よく著者さんから、「どこそこの書店へ行ったけれど置いていなかった」「amazonの在庫が切れている」というクレームが届きますが、売れていない本はすぐに店頭から下げられてしまうので、そのケアに時間を割けないことや、増刷しても売れる見込みがないので在庫が品薄でもそのままにしておく、ということがあります。もちろんそんなことは著者さんには口が裂けても言いません。

もちろん編集者は、どんな人でも、自分がつくった本は売れてほしいと思っています。そこで「担当作をめぐる社内政治問題」が浮上してくるわけです。
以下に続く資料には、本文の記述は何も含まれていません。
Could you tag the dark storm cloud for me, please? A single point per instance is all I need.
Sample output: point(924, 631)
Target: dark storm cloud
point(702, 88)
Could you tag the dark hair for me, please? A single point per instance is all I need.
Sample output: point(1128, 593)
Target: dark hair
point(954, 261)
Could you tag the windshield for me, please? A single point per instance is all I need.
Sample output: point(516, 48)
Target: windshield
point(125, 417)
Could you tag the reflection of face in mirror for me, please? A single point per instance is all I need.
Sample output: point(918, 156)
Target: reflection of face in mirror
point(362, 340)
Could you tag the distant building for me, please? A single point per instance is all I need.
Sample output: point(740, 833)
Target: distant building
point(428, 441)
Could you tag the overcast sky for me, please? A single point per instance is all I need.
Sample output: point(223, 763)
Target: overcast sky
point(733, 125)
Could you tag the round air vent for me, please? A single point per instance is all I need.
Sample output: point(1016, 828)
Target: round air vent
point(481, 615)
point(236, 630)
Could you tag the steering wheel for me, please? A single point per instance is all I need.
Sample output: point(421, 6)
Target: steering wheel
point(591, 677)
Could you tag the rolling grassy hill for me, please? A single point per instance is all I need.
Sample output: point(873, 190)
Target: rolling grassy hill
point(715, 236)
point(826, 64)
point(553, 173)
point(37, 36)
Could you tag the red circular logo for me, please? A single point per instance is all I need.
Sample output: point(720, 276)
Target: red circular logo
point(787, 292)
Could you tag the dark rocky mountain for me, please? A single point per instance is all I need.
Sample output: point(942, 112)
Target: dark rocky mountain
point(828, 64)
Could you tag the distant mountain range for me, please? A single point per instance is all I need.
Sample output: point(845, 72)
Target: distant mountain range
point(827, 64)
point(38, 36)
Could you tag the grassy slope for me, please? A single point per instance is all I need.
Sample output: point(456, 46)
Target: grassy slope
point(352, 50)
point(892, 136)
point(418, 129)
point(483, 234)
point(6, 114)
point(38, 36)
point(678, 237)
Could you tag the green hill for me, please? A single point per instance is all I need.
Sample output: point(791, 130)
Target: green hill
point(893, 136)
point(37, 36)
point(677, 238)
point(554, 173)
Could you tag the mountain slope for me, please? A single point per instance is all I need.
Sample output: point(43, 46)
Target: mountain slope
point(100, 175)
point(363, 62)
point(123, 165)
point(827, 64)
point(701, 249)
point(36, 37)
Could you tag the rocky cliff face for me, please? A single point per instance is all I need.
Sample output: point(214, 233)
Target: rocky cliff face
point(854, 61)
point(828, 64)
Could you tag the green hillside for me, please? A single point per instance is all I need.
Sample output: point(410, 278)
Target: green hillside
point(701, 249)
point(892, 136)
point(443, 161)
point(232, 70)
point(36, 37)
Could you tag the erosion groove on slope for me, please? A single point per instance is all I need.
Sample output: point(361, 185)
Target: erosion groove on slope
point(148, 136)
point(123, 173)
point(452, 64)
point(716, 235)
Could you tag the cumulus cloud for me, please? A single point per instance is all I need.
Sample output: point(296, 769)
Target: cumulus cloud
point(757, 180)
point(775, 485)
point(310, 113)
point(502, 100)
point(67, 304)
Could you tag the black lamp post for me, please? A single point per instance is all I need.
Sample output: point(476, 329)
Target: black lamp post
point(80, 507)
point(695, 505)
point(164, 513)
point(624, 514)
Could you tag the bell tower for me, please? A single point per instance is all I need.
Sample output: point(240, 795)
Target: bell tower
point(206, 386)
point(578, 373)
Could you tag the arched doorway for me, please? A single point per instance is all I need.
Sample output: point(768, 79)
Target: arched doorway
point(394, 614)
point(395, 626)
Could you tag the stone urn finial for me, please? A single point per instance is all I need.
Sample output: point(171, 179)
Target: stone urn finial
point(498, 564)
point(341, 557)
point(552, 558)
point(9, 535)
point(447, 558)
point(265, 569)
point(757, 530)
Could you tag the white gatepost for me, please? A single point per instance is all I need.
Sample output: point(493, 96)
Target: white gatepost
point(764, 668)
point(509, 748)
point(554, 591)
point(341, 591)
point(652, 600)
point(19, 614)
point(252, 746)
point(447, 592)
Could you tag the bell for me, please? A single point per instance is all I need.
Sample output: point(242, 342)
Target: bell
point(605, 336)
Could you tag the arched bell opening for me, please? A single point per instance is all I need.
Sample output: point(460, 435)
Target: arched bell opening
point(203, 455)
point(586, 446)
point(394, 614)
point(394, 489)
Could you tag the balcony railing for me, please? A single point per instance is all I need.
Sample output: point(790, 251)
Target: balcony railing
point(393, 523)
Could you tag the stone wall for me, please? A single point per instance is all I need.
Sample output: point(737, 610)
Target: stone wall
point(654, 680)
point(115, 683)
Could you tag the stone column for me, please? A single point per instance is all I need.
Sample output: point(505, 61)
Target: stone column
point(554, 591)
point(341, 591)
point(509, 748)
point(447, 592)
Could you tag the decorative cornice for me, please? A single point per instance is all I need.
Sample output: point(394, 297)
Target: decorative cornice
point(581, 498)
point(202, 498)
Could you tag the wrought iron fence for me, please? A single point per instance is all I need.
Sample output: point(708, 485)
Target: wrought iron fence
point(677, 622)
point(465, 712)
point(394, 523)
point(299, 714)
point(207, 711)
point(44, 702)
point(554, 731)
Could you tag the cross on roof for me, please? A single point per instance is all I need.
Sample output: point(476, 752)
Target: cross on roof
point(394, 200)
少しでも売れそうな兆候があれば、よい営業部であれば、それを見て取ってすぐに対策を打ちます。兆候があるのにそれを見送られてしまう書籍の場合、単純に営業部が見落としているのでなければ、担当編集者と営業担当者、著者と営業担当者の関係が良くないことがあります。また、代表が方針として「こういったカラーのものにのみ広告をうつ。力を入れる」と指示しているとか、編集者に実績がない場合は信頼がなく放置されることもあります。

いずれにせよ、私のように実績がない編集者が出した本で、でも自分で「売れる!」と信じているものに関しては、「どこどこのお店に置いてきてください」と言いに行ったり、ポップやパネルといった、書店における販促用の拡材をつくって渡したり、書店員さんに売り込みやすいキャッチコピーをさりげなく営業マンに伝えたりします。

編集者の仕事は、クリエイティブのように思われることも多いのですが、いい本をつくるということだけでなく、このような社内政治で大事な企画を勝たせなければなりません。

それができないと、せっかく売れる本なのにほどほどの売れに収まってしまうこともあります。

少し話が逸れてしまいましたが、本もひとつの商材である以上、ひとつの会社の中でも優遇される本と、そうではない本があります。もし作家志望の人がいたら、出版社を選ぶ場合は、出版社の得意としているジャンルを見極めた上で、誠意を持って企画を守ってくれる編集者をうまく見極めてください。

編集者志望の人は、「クリエイティブな仕事」という思い込みだけで編集職を選ぶのはやめましょう。どちらかというと、人の人の仕事の調整をすることが多いので、相手の嫌な面を見ることも多い仕事です。